Although relatively obscure outside France, Eric Zemmour is a very well known and perhaps surprisingly popular figure, so much so that he has confirmed he will join the race to challenge Emmanuel Macron in the French presidential election next April. His candidature was an open secret, but that hasn’t stopped it appalling progressive opinion. Zemmour, of Algerian Jewish background, has been widely accused of being a racist, an Islamaphobe, a homophobe and even an antisemite, and has had more than his fair share of brushes with the law in relation to hate speech.

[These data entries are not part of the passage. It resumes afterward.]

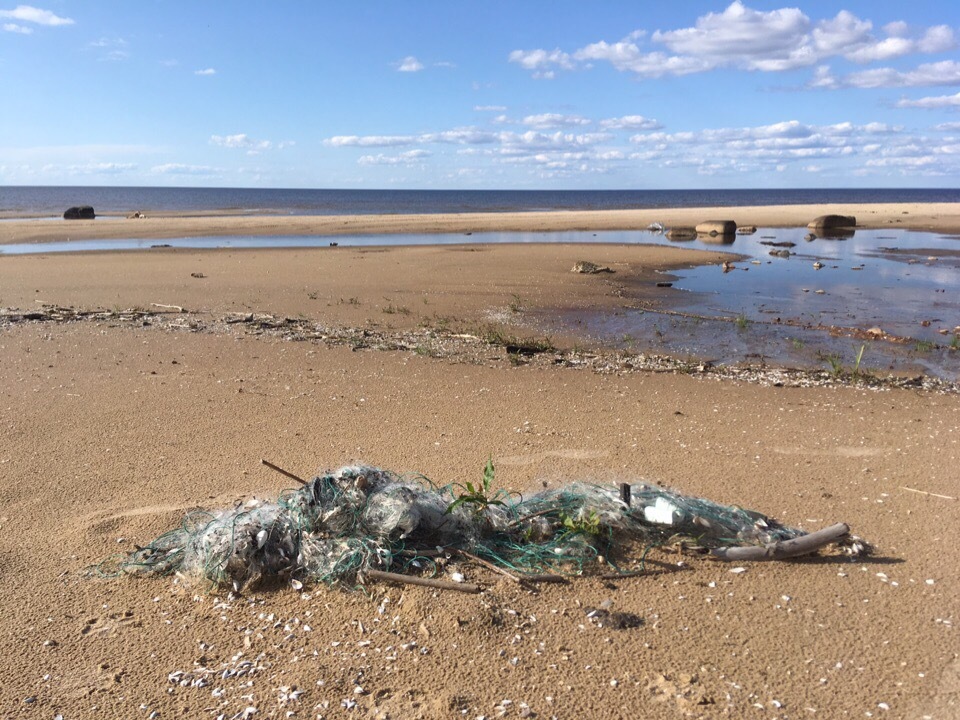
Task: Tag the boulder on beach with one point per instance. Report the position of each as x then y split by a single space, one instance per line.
681 233
717 227
833 222
79 212
588 268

“Controversial” doesn’t really do this chap justice. Part journalist, part politician, part cultural critic, part what the French call a “public intellectual”, he has long subscribed to the “great replacement” theory. He believes that French national identity and western civilisation are in jeopardy, and that it is his job to save them. While he doesn’t stand a high chance of winning – though the possibility cannot be entirely dismissed – Zemmour’s very presence in the contest will make what is usually a rather divisive affair even more polarising.

His recent interview in The Spectator gave a flavour of what he will be bringing to the contest. In it, he declared that “immigration is war”, and that what he called “le wokeisme” is a trojan horse to deracinate France “by destroying our cultures, our history ... and allow a foreign culture, history and civilization to come and replace it”. There you go. Zemmour is really the ultimate culture-war candidate, and is running neck and neck with the now veteran leader of the far right, Marine Le Pen, with each hovering around the 15 per cent mark in polls for the first-round votes of French voters, as against about 25 per cent for the incumbent, President Macron.